Kak Seto menambahkan, ia ingin melindungi anak-anak atau pelajar agar tidak di eksploitasi oleh pihak yang sengaja menggerakan mereka mengikuti aksi.
"Artinya kami juga melindungi anak-anak ini jangan sampai di eksploitasi bahwa mereka adalah masih anak, kadang-kadang mereka digerakan tanpa tahu padahal mereka masih rawan berbagai benturan konflik dan sebagainya sehingga takutnya ada kecelahan dan sebagainya," jelasnya.
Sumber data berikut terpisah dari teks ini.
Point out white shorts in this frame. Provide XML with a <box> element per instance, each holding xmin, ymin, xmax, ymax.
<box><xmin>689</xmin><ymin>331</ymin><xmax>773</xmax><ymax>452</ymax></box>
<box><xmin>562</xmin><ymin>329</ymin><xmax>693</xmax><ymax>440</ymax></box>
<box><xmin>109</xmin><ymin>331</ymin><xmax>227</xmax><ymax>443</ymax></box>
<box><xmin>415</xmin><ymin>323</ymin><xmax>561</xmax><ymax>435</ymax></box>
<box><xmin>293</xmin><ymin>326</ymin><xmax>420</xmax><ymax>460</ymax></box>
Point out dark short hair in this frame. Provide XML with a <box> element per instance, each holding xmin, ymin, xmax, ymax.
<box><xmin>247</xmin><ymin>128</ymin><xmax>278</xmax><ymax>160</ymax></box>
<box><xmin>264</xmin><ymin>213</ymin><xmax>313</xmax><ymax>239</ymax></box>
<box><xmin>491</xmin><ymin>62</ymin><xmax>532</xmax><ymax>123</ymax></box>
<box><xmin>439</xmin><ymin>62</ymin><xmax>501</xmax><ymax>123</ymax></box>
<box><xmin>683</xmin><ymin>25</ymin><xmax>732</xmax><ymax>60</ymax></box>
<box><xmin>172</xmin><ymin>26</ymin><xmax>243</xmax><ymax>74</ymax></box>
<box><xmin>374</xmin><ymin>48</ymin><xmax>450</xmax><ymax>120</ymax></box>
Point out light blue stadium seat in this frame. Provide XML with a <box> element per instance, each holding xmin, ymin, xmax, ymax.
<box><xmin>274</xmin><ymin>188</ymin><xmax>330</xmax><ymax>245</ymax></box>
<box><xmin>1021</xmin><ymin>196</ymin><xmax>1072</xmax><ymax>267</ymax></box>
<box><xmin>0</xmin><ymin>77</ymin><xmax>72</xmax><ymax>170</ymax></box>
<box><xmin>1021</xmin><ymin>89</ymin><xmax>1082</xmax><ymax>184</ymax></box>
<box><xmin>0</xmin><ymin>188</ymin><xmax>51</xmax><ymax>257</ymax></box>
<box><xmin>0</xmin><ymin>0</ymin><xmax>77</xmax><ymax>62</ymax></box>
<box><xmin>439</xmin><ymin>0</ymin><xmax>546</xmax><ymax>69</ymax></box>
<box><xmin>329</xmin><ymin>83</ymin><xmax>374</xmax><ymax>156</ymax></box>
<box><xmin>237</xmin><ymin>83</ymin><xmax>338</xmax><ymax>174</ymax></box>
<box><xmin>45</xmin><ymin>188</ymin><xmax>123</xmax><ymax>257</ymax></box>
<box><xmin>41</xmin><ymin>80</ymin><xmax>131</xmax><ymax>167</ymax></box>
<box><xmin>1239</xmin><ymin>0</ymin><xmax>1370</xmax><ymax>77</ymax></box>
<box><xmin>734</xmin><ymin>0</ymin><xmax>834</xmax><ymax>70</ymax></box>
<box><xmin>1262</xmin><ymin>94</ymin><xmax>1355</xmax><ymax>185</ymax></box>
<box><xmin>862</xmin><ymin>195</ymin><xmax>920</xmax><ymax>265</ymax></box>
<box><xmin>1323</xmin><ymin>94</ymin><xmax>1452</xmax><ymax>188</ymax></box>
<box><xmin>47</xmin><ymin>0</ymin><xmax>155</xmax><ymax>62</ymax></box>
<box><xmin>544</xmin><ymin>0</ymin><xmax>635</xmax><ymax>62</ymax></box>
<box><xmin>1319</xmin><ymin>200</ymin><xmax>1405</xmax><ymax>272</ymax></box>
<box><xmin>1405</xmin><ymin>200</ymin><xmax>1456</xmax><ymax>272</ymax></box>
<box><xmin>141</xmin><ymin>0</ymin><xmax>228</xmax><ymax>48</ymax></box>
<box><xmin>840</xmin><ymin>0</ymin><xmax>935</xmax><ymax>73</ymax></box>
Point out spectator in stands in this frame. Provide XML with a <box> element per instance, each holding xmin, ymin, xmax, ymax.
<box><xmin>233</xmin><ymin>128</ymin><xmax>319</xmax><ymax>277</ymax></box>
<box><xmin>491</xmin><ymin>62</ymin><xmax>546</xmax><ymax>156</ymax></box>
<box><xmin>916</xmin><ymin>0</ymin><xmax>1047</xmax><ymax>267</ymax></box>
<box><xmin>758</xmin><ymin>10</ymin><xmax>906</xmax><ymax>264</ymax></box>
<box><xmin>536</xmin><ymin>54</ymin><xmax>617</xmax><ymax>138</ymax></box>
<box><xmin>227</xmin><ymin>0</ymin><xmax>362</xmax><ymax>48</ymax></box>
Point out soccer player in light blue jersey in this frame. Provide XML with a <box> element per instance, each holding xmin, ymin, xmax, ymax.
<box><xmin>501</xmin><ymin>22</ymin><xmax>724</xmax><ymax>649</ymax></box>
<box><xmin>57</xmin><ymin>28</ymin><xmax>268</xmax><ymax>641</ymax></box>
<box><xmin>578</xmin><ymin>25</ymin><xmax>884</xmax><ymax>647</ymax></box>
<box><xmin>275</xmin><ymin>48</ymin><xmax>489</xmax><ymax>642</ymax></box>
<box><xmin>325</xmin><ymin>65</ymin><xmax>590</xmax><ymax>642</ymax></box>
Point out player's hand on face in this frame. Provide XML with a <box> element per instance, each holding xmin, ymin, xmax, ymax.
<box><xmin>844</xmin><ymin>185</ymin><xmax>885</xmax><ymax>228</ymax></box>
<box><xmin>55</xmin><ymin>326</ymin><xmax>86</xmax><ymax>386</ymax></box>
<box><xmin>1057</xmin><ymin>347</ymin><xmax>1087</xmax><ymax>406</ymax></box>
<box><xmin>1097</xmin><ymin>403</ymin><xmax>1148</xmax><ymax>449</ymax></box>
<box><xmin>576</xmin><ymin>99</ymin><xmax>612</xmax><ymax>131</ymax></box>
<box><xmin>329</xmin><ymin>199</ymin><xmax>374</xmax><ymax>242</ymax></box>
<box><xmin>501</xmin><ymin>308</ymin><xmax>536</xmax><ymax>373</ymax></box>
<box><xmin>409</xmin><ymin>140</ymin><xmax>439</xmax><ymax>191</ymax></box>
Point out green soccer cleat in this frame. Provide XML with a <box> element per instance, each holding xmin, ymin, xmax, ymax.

Sehingga, ia berharap agar aparat kepolisian untuk menangani pelajar dengan tepat dan mengacu pada UU Peradilan Anak.
"Kami mohon juga ada pengawasan yg tepat. Di samping itu tetap memperlakukan anak mengacu pada UU sistem Peradilan Anak kalau memang harus ada difersi dan sebagainya juga mohon jangan ditempatkan ditempat yang tidak layak," harapnya.
Selain itu, ia pun memberikan apresiasi terhadap aparat kepolisian yang mengamankan pelajar agar tidak menjadi korban kerusuhan.
"Kami juga berikan apresiasi terhadap polisi karena banyak aparat yamg dipukuli dan sebagainya," tutupnya.